『ノマドランド』(WOWOW)🤗

Nomadland
108分 2021年 アメリカ=サーチライト・ピクチャーズ 日本配給:ウォルト・ディズニー・ジャパン

日本劇場公開中、第93回アカデミー賞で作品賞、監督賞、主演女優賞を受賞し、大変な話題となった作品。
主演女優として3度目のオスカーを獲得したフランシス・マクドーマンドは製作にも携わっており、作品賞とダブルで受賞した初のケースとなったのに加えて、中国人監督クロエ・ジャオが有色人種の女性として初の監督賞を受賞するなど、映画史的にも重要かつ画期的な位置を占めている。

ところが、当時はちょうどコロナ禍により、緊急事態宣言が発出されていたため、東京都内の映画館は軒並み休業中。
最も近い川崎へ行って観ようかとも考えたが、ワクチンの接種前でどうしても感染の不安を拭えなくて、とうとう劇場で観ることが叶わず。

そこで、WOWOWで初放送された10月31日、さっそく録画して鑑賞すると、オープニングからネバダ州のところどころに雪が残る荒涼とした広大な大地が広がる。
のっけから、ああ、こういう映画はやはり劇場で観たかったなあ、とホゾを噛んだ。

アメリカでは2008年のリーマンショックで全米各地の様々な大企業が倒産に追い込まれ、60歳以上の高齢失業者が続出した、という知識は頭ではわかっていても、実情については本作を観るまで何も知らなかった。
本作はジェシカ・ブルーダーというジャーナリストによるノンフィクション『ノマド:漂流する高齢労働者たち』(2017年/春秋社)が原作で、マクドーマンド演じるファーンが実在の人物であるのをはじめ、リンダ・メイ、スワンキー、ピーター、ボブといったキャラクターを実際の本人たちが演じている。

2011年1月31日、3年前からの金融恐慌の煽りを受け、ネバダ州で石膏(ジプサム)の採掘を行ってきたUSジプサムが業績悪化により、石膏採掘所を閉鎖する。
この採掘所に勤める労働者たちが暮らしていたエンパイアも町ごと閉鎖され、7月には郵便番号も抹消されてしまった。

町自体がなくなってしまった以上、そこで生活することはできず、死別した夫と住んでいた家も売却できない。
それでも生きていかなければならないファーンのような60歳以上の高齢ノマド(労働する遊牧民)たちは、バンやワンボックスカーの車上生活者となり、働き口を求めて全米を放浪している。

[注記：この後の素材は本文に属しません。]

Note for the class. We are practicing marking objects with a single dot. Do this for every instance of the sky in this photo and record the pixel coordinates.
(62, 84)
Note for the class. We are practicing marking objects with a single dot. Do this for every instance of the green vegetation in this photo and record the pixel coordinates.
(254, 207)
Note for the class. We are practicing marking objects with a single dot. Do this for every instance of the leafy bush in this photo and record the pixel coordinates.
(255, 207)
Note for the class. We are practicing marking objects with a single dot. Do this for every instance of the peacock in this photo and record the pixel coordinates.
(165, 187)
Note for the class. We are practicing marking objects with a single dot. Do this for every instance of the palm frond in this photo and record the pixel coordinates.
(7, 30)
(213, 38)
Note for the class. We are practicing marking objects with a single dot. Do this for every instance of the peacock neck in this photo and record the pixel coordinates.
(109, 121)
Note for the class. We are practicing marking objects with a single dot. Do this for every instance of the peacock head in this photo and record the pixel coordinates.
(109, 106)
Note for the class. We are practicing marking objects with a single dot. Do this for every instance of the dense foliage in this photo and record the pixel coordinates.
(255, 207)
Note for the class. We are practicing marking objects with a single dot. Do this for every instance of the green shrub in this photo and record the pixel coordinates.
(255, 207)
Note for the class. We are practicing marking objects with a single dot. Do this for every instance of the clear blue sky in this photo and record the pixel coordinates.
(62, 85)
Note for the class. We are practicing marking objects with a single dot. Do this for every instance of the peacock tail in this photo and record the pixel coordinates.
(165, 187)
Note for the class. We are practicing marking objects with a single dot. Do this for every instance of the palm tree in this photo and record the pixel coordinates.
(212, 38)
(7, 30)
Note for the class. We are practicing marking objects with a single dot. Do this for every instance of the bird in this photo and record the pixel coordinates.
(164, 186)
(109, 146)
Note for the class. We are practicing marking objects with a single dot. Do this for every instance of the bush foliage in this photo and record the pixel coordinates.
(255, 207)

そのノマドたちにとって必要欠くべからざる職場であり、彼ら・彼女らの置かれた厳しい環境を象徴している働き場所が、作品の冒頭と終盤に描かれているAmazonの広大な倉庫だ。
まるで『レイダース 失われたアーク』(1981年)のラストシーンを思わせるだだっ広い倉庫の中で、ファーンたち高齢労働者は何時間も突っ立ったまま、ベルトコンベアーで目の前に運ばれてくる商品を箱詰めしてはテープで封をしていく。

あまりに単純で、心身ともにかなりのストレスになるこの過酷な仕事に、ノマドたちが自ら応募してくるのは、Amazonが駐車場のスペースを提供しており、契約期間中は無料で車上生活ができるからだ。
この車上生活の実態も実にリアルに描かれていて、排泄用のポリバケツのサイズが説明されるだけでなく、マクドーマンド自らパンツを脱いで大きいほうの用を足すシーンまで出てくる。

観ていて胸の詰まるような場面の連続で、ノマドたちの先行きには夢も希望もないように見えるが、それでもノマドたちは自分たちだけのコミュニティーを作り、時に励まし合い、時にいがみ合い、決して前向きとは言えないながらも、生きることだけはやめようとしない。
終盤近く、実在の人物ボブが穏やかな表情で淡々と、息子を亡くした過去をファーンに語って聞かせる場面は、人は何のために生きるのかという至極単純な疑問に対する一つの答えになっているようにも思う。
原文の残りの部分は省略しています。